Hasan Pulur

Hasan Pulur

Tüm Yazıları
Haberin Devamı

GEÇEN Kasım ayında (16.11.1996) "Bandırma Vapuru ve 40 Bin Altın" başlıklı yazımıza "Allahınızı severseniz ortaya bir laf atın da sonra palavra çıkmasın" diye başlamıştık...
Bugün de aynı cümleyle başlıyoruz...
* * *
ÖNCE Atatürk'ü Samsun'a götüren Bandırma gemisinin "köhne" değil 236 metre boyunda, adeta bir transatlantik olduğununu söylediler, yutturamadılar, çünkü uluslararası resmi kayıtlar ortadaydı, geminin boyu 47 metreydi, hem batmış, sonra yüzdürülmüştü...
Arkadan Padişah Vahdettin'in, Mustafa Kemal Paşa'ya kırmızı bir kutu içinde 40 bin Reşat altını vererek Anadolu'ya gönderdiğini söylediler, bu da tutmadı. Çünkü 40 bin reşat altını 288 kilo ederdi, Atatürk, cep herkülümüydü ki, 288 kiloyu cebine koysun taşısın...
İmam hatiplilerin harp okullarına girmesi için Ecevit'e kanun tasarısını yutturduklarını, ama Cumhurbaşkanı Korutürk'ün veto ettiğini söylediler, ortada Meclis'in kabul ettiği öyle bir kanun yoktu ki veto edilsin...
* * *
MEŞHUR RP'li Şevki Yılmaz da geçen gün Star TV'de yine salladı, "Türkiye'de 2 milyon vesikalı kadın var" dedi.

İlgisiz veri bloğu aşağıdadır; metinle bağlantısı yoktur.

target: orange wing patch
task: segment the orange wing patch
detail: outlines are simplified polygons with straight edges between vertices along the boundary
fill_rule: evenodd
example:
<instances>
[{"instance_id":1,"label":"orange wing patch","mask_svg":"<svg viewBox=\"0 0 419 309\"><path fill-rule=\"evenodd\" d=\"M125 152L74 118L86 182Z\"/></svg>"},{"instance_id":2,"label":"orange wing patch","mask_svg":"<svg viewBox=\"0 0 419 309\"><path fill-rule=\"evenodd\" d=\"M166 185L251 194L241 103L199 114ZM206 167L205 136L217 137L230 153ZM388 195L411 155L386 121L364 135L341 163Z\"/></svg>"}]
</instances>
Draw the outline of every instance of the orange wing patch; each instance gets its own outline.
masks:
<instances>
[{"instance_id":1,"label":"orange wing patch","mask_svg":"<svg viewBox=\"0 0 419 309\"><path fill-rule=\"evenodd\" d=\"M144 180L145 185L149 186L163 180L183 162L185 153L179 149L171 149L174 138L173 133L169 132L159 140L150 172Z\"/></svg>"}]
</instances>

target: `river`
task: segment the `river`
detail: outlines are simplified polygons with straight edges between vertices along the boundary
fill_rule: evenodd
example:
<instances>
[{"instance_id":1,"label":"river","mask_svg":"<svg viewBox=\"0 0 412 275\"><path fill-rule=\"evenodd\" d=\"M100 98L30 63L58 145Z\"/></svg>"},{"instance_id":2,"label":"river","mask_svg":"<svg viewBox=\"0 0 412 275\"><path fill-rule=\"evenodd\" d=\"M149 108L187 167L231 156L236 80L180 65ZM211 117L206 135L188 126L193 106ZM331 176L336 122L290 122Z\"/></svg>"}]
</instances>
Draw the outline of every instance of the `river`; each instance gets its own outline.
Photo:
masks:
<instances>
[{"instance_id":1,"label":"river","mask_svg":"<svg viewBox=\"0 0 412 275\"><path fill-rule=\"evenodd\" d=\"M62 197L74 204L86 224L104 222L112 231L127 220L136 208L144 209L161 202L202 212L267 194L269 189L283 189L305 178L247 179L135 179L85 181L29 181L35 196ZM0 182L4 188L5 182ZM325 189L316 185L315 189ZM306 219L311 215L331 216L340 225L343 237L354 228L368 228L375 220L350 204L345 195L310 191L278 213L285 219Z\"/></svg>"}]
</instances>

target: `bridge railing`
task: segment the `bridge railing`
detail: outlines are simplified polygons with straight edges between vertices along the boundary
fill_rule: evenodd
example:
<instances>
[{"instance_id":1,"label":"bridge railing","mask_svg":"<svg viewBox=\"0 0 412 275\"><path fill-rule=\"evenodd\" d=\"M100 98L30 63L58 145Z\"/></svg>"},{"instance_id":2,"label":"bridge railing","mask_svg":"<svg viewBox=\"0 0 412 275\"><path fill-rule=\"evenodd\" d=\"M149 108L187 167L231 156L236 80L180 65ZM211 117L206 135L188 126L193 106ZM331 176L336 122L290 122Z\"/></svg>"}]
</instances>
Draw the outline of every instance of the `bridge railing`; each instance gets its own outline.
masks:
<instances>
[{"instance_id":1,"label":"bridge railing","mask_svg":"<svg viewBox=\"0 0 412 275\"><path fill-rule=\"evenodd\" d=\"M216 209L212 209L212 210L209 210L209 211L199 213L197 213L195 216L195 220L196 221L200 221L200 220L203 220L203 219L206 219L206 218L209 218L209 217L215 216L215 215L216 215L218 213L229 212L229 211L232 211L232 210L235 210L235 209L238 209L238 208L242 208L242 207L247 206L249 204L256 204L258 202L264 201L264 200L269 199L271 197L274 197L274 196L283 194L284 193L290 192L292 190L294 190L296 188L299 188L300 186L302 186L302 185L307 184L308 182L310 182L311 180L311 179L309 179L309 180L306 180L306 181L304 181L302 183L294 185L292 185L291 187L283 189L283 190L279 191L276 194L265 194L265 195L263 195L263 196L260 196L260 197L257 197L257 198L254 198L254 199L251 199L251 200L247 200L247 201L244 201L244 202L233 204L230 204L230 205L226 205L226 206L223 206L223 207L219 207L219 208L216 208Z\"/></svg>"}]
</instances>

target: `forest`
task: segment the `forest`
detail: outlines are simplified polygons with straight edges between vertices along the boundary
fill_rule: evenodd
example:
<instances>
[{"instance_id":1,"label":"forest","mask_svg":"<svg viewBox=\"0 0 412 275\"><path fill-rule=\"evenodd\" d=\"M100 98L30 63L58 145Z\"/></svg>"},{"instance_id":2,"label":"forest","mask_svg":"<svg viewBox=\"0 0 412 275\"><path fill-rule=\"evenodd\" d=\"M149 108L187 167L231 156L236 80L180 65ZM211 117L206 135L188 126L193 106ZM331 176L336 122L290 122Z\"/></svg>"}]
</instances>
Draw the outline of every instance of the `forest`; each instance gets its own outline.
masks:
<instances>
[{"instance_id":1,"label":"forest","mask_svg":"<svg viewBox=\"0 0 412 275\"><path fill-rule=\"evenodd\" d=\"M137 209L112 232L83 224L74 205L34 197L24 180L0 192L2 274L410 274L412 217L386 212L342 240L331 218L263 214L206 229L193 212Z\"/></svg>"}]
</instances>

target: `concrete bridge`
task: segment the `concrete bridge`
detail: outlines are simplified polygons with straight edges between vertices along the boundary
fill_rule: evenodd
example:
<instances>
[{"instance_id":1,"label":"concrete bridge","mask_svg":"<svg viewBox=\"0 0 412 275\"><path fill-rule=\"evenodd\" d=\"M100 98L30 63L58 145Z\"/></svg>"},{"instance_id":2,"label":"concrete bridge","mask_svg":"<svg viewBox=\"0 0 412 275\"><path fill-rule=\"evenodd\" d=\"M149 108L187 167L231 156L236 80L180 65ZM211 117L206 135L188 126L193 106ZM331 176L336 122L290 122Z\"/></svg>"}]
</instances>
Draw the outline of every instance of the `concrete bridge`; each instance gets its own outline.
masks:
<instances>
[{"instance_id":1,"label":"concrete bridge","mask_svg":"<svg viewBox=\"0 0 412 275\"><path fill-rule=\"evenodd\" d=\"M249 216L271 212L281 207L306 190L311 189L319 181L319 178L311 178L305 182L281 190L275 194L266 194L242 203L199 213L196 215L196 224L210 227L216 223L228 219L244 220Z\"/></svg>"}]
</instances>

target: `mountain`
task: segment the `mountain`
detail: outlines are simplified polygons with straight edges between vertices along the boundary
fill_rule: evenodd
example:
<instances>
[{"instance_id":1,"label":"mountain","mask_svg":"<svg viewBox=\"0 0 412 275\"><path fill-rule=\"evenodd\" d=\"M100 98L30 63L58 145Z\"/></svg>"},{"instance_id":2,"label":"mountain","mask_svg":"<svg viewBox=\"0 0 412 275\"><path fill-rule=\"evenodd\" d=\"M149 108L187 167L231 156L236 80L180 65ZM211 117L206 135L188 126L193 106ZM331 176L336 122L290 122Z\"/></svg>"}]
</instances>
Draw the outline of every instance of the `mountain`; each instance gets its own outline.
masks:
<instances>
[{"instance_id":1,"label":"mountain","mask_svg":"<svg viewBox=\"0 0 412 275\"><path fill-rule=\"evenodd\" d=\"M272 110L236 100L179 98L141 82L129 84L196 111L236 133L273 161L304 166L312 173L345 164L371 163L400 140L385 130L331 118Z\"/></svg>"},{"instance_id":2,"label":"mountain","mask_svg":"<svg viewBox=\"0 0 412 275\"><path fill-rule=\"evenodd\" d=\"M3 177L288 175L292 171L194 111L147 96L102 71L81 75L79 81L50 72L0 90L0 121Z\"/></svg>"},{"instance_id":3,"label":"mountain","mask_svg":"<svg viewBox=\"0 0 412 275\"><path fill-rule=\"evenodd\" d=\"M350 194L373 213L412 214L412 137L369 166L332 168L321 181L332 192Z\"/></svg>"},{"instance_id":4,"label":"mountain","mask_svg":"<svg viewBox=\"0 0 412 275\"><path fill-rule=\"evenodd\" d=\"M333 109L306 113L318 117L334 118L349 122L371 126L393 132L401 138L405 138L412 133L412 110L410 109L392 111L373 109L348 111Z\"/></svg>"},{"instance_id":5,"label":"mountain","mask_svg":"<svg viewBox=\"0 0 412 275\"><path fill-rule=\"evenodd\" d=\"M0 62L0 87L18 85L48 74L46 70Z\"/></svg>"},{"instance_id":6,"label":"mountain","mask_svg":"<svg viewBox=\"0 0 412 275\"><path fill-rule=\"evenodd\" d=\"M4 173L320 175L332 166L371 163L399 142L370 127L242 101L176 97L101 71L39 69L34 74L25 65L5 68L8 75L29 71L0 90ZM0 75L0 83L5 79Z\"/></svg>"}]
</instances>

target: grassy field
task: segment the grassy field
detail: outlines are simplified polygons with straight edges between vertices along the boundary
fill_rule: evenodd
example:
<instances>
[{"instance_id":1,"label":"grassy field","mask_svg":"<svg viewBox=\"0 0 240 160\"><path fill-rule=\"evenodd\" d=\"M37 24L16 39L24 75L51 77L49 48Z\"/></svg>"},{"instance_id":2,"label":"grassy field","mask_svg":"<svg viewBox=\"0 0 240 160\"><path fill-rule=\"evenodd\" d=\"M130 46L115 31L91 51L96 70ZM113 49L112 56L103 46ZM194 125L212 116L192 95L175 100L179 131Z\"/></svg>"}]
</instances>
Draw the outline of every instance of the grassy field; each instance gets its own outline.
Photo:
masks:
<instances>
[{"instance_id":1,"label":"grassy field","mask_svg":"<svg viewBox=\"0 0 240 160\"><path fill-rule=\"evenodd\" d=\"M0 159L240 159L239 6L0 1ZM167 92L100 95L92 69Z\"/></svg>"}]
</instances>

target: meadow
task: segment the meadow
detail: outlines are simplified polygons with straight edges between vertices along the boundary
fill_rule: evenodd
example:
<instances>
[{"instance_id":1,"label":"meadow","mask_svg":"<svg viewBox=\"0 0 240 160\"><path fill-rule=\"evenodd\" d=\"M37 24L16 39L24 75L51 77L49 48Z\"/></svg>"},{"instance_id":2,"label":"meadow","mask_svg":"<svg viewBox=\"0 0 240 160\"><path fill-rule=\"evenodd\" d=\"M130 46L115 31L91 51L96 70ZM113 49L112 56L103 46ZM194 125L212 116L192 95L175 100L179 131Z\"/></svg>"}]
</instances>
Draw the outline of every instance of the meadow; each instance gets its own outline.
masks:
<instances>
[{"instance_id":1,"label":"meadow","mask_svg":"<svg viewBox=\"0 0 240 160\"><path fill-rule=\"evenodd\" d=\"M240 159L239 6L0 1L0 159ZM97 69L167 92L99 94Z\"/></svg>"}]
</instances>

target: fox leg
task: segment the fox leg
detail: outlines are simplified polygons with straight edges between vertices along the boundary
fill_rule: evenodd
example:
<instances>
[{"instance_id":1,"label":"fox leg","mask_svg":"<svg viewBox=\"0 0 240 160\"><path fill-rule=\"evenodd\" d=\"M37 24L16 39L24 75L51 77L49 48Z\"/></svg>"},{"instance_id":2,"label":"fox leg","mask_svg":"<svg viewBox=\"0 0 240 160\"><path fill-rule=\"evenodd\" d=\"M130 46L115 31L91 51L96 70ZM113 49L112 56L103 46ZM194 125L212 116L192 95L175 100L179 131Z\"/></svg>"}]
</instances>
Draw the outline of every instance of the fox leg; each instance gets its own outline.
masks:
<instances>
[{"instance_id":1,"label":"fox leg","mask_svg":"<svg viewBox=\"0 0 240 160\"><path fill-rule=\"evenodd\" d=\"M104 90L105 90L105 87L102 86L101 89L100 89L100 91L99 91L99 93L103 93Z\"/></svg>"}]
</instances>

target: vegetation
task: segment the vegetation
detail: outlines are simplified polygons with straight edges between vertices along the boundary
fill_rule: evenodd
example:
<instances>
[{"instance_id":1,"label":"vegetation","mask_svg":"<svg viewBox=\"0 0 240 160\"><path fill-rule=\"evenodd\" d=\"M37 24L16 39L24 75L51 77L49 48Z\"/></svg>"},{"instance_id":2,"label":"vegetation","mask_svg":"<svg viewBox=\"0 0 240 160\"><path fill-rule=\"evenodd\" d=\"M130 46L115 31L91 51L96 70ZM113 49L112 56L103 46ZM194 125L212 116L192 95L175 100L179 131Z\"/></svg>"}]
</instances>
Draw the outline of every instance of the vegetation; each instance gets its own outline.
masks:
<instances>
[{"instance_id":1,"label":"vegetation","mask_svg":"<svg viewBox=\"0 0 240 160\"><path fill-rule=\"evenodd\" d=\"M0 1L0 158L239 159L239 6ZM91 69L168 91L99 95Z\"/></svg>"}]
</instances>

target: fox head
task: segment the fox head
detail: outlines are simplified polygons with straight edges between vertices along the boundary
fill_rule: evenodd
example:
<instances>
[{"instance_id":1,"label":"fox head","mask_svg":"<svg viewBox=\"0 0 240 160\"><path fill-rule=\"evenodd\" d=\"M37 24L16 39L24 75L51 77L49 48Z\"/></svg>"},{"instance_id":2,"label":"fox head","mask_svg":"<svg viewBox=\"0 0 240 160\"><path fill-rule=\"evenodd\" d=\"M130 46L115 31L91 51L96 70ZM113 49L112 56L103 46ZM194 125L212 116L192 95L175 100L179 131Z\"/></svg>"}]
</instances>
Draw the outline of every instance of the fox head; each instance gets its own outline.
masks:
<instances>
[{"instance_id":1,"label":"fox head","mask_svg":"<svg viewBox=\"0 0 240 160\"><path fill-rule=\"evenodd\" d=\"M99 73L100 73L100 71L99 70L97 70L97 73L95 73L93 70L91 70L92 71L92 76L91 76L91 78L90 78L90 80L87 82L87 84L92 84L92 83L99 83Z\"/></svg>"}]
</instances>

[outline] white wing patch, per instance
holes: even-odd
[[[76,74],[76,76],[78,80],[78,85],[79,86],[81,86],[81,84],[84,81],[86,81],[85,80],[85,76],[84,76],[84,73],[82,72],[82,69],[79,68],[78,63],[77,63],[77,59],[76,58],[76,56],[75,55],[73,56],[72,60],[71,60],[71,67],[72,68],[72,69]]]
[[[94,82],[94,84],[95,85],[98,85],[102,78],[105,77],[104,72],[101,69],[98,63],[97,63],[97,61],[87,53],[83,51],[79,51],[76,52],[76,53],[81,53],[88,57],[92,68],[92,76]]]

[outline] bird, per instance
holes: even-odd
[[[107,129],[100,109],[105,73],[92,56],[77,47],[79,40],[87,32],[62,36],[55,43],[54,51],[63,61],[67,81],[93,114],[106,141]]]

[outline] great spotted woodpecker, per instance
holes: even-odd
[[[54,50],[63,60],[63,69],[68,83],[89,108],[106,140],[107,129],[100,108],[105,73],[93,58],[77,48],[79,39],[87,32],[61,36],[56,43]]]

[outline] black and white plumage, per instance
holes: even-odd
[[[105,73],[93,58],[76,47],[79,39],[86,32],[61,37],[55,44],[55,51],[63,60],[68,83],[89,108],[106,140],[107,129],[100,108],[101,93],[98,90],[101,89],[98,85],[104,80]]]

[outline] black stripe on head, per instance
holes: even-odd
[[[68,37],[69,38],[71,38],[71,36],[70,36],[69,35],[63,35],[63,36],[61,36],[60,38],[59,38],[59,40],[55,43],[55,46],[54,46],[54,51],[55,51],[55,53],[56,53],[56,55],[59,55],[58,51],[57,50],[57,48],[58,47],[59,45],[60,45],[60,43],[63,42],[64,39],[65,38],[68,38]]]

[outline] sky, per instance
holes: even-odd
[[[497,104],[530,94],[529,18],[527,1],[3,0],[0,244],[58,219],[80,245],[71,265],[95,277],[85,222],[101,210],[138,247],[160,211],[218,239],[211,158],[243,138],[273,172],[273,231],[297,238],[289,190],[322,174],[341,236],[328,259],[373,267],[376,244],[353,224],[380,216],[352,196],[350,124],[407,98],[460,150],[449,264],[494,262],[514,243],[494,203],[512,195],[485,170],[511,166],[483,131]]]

Bir hesaba göre on kadından biri vesikalıydı, bir hesaba göre de, her beş kadından biri...
Şevki Yılmaz, tepkinin büyüdüğünü görünce hemen çark etti:
"Dilim sürçmüş, ben 2 milyon değil 20 bin demek istedim!"
Bereket versin, bantta kayıtlı, yoksa "sürçü lisan"a bile sığınmadan "Ben öyle şey demedim!" diyecek..
Zaten lafı eveleyip, geveliyordu"vesikalı demek fahişe demek değildir!" demeye getirerek...
Dedik ya bunu hep yapıyorlar, önce bir atıyorlar, yersen, ne ala!
* * *
ŞEVKİ Yılmaz televizyonda Prof. Türkan Saylan'la tartışırken Bonn'un en büyük caddesinin adının Gottosweg, yani "Allah yolu" olduğunu söyledi, biz de dinledik, Allah şahid, yalan, yanlış söylediği aklımıza bile gelmemişti. Meğer söylediğinin aslı esası yokmuş, Oral Çalışlar açıkladı:
"Yalan, Bonn'da Allah adıyla veya Allah'tan türemiş hiçbir cadde adı yoktur. (Cumhuriyet / 16 Ocak 1997)
Meğer Şevki Yılmaz o konuşmasında yine endazesiz sallamış, telefon çaldı biz duyamadık, Gaziantep'teki "Kamil Ocak Stadyumu"nun adını "Şeyh Kamil"den aldığını söylemiş...
Güya bu "Şeyh Kamil" işgal sırasında Fransızlarla çarpışmış ve örtünme uğruna dağa çıkmış...
Fesüphanallah!
Hani bilmesek, tanımasak, biz de yutacağız...
Kamil Ocak, 1970'li yıllarda Gaziantep milletvekiliydi.
Demirel'in hükümetinde Gençlik ve Spor Bakanıydı, ya da Devlet Bakanı...
Gaziantep stadyumunun yapılmasında büyük emeği olduğu için stadyuma adı verildi, öyle şeyhlikle, meyhlikle ilgisi yoktu, zaten yaşı da tutmaz... Gaziantep 1918'de işgal edilmiştir, Kamil Ocak ise 1914 doğumludur, herhalde dört yaşında dağa çıkmamıştır.
* * *
YA Zembilli Ali Efendi ile Şeyhülislam İbni Kemal'i karıştırmaya ne buyurulur?
Hani Yavuz Selim, Mısır seferine giderken, Şeyhülislamın atından padişahın kaftanına çamur sıçramış, Yavuz, kendisini teselli etmiş, "Alimin atının sıçrattığı çamur, bize onur verir" demiştir.
Tarihe biraz meraklı olanlar bu hikayeyi bilir, Şeyhülislamın da İbni Kemal olduğunu... Oysa Melih Aşık'ın yazdığı gibi kendisine "ilahiyat mühendisliği" unvanını bahşeden Şevki Yılmaz'a göre, bu Şeyhülislam Zembilli Ali Efendi'dir!!!
* * *
YAZIYA başladığımız gibi bitirelim.
"Allahınızı severseniz, ortaya bir laf atın da sonra palavra çıkmasın!"
* * *
DİP NOTU: Dinsizin hakkından imansız, Şevki Yılmaz'ın hakkından da CHP Genel Sekreteri Adnan Keskin gelir.
* * *
BİR not daha; önümüzdeki günlerde Tansu Çiller'i aklayan komisyon üyelerinden bakan olacakların başında Mahmut Yılbaş'ı görürseniz sakın şaşırmayın...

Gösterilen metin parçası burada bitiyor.